Part of the reason that people are careful in answering is because of the elephant in the room. Elon is occasionally does really dumb stuff and people try to explain it with 4D-chess when in fact it is just him being an idiot. To be clear, he is not an idiot in everything, but he is not the smartest person either. My guess that he is slightly above average. The direct order of giving a blue check to anyone with an iPhone and $8 to spare, maybe he didn't think it through.

But my 4D-chess explanation: The reasons to destroy the blue checkmark are multiple. It carries too much power in turning off critical thinking and make bad tweets more notable than they actually are(Eli Lilly incident anyone, it is bullshit with that it raised awareness, campaigns around insulin price has been observed many times before). Also due to the extra blue checkmark functionality verified accounts have their echo chamber with the verified tab without the public able to correct bad takes.

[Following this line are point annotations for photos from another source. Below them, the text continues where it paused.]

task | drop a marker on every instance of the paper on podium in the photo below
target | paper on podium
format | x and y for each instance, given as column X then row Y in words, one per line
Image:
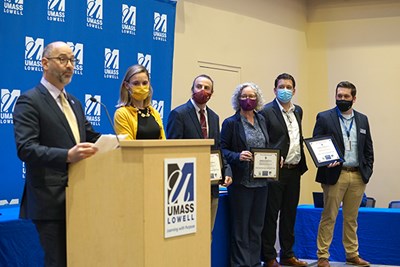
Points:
column 108, row 142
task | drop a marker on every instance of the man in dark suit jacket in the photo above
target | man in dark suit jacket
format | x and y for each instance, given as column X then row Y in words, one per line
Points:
column 46, row 143
column 344, row 183
column 184, row 123
column 285, row 132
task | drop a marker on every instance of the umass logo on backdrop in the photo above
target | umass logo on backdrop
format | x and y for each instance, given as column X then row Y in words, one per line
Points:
column 145, row 61
column 94, row 14
column 8, row 100
column 93, row 109
column 33, row 53
column 56, row 10
column 160, row 27
column 111, row 63
column 128, row 19
column 14, row 7
column 78, row 54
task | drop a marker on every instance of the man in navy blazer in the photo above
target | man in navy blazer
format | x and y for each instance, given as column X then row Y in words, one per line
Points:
column 344, row 183
column 46, row 143
column 283, row 120
column 184, row 123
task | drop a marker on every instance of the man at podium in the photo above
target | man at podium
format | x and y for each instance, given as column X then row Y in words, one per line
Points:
column 195, row 120
column 51, row 131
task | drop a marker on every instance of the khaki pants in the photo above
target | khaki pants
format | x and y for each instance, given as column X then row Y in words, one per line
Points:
column 349, row 191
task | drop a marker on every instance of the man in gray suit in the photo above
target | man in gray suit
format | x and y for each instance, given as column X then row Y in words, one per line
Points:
column 284, row 126
column 184, row 122
column 51, row 131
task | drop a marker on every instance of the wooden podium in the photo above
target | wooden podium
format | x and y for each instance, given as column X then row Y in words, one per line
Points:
column 115, row 207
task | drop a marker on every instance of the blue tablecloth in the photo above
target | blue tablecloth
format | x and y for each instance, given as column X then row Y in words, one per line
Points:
column 378, row 235
column 19, row 241
column 221, row 238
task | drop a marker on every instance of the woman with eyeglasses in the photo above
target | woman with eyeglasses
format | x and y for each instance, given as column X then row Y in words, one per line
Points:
column 135, row 117
column 244, row 130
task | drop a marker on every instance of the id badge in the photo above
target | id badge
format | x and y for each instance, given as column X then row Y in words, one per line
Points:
column 347, row 145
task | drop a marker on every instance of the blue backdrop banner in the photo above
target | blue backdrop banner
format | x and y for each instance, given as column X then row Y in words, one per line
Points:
column 106, row 36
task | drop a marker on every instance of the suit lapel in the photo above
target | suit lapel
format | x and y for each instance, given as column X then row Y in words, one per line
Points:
column 195, row 119
column 278, row 114
column 335, row 120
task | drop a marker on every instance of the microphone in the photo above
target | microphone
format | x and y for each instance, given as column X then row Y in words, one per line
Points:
column 93, row 99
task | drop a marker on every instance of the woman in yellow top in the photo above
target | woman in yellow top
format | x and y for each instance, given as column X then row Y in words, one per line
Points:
column 135, row 116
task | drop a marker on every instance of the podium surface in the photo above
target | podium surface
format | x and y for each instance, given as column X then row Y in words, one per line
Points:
column 116, row 203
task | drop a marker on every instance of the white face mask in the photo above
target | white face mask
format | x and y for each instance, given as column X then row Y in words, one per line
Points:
column 284, row 95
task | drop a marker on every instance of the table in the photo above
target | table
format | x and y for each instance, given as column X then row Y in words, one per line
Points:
column 378, row 235
column 19, row 241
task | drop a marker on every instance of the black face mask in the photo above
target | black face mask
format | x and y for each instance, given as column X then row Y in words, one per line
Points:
column 344, row 105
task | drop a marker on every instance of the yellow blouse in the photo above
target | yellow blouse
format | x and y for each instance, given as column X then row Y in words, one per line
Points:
column 126, row 121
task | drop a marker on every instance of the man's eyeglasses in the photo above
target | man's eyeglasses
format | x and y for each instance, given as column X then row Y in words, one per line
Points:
column 64, row 60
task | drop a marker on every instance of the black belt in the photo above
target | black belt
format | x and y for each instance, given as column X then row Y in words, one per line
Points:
column 349, row 169
column 290, row 166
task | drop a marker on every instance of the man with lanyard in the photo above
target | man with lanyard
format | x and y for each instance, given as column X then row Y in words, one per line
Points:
column 283, row 120
column 344, row 183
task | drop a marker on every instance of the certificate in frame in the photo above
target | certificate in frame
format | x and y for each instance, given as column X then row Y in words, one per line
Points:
column 266, row 163
column 323, row 150
column 216, row 165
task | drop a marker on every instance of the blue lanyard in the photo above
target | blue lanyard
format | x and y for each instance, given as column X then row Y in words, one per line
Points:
column 345, row 127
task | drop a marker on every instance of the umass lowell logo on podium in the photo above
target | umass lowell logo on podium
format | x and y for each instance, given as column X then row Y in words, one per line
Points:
column 179, row 196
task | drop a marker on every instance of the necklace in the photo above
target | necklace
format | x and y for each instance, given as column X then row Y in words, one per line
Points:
column 143, row 113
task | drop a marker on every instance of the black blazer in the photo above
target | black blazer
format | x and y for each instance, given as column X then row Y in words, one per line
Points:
column 278, row 132
column 328, row 124
column 183, row 123
column 43, row 138
column 233, row 142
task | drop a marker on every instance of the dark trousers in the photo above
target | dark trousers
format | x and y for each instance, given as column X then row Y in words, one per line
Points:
column 52, row 235
column 247, row 207
column 283, row 197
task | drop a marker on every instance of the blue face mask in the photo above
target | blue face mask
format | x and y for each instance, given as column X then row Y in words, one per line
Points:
column 284, row 95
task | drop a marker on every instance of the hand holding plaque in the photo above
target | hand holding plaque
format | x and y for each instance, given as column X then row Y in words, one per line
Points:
column 323, row 150
column 266, row 163
column 216, row 174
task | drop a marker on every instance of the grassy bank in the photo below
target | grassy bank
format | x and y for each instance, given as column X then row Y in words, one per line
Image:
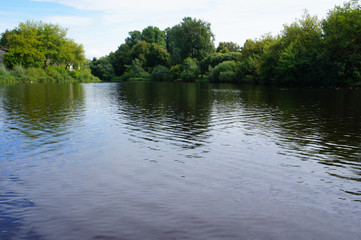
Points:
column 48, row 75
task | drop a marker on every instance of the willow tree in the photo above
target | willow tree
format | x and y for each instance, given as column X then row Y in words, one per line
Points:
column 342, row 34
column 191, row 38
column 38, row 44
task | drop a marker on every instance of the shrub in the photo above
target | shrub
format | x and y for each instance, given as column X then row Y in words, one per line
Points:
column 19, row 71
column 225, row 72
column 3, row 71
column 191, row 70
column 161, row 73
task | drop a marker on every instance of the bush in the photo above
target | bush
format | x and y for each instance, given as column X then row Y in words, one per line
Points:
column 161, row 73
column 3, row 71
column 225, row 72
column 19, row 71
column 191, row 70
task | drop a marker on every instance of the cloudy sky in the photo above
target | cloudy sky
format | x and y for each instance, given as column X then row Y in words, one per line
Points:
column 102, row 25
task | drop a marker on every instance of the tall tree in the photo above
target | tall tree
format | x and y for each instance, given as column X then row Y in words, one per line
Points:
column 134, row 38
column 224, row 47
column 191, row 38
column 153, row 35
column 35, row 44
column 149, row 55
column 342, row 34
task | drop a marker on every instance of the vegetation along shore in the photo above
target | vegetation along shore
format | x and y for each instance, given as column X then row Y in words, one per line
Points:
column 308, row 52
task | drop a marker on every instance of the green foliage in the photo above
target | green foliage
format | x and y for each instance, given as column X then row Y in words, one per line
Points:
column 136, row 72
column 216, row 58
column 161, row 73
column 191, row 38
column 154, row 35
column 37, row 44
column 119, row 59
column 225, row 47
column 342, row 35
column 102, row 68
column 296, row 57
column 225, row 72
column 4, row 42
column 150, row 55
column 175, row 71
column 50, row 74
column 134, row 38
column 191, row 70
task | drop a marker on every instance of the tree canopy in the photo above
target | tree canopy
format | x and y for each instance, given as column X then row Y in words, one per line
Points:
column 191, row 38
column 38, row 44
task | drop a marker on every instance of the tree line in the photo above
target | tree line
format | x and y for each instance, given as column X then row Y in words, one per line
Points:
column 308, row 52
column 41, row 52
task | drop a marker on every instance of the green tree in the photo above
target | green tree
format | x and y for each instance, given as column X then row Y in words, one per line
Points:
column 225, row 72
column 216, row 58
column 225, row 47
column 149, row 55
column 252, row 52
column 161, row 73
column 342, row 34
column 4, row 42
column 296, row 58
column 134, row 38
column 191, row 69
column 35, row 44
column 102, row 68
column 119, row 59
column 154, row 35
column 191, row 38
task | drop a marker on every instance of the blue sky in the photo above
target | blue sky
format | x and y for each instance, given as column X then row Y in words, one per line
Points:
column 102, row 25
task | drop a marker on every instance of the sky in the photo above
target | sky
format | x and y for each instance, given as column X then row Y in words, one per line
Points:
column 102, row 25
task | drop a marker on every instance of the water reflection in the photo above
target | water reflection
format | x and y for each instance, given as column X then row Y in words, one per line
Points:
column 35, row 119
column 40, row 115
column 142, row 160
column 177, row 113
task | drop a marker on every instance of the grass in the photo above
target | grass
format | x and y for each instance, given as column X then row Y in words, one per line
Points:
column 48, row 75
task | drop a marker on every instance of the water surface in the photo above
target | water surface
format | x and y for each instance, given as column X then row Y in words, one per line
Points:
column 142, row 160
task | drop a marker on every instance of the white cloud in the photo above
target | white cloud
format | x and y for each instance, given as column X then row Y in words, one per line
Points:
column 74, row 21
column 108, row 21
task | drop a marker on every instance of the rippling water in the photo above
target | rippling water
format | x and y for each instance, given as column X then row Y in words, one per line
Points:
column 144, row 160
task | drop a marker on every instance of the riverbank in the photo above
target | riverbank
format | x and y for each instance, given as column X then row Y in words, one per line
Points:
column 48, row 75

I don't think it's 4d chess, but I also don't think it's necessarily just incompetence, or only his fault. I think someone that high up at a tech company isn't usually that connected to all the exact nuances of all the details all the time. In many ways, it's the job of a director to set a vision, and the job of his reports to disagree and push back when that vision doesn't work. He might have just said to his direct report, "let's make blue checks available to everyone and institute a charge for it, that way everyone can have it." And then his report filters it down the chain through his reports, etc, and there's 1000 separate engineers led by 100 managers who have to be involved because this touches hundreds of ingrained systems, all of them frantically trying to make this decision make sense, each in their own way for how it touches the services they own, and they have to frantically work out new contracts with the services their services touch, so it's like a wave of quick, probably bad, decisions impacting each other. Probably their fear of being on the chopping block if they can't deliver what the new boss says is another motivating factor. So eventually everyone tries to deliver SOMETHING, trying to make this old system make sense in the new edict, and as a result something nonsensical gets delivered.

And that what I've seen in other comments out there that 4D chess used in a disparaging way. Because we don't know how much intent exactly there is of this particular result. Of course it is a speculative way of reasoning of it.

Another way to reason for what happened here is that he is running experiments and don't take predictions on consequences because he believes that managements structure are afraid of change. It needs to play out to see what happens what works and what doesn't. "Elon Musk said Tuesday that he shut down a new verification program on Twitter just hours after it launched, saying the platform would “do lots of dumb things” in the coming months to see what is successful as the company tries to capture much-needed revenue, including potentially offering payment processing on the platform."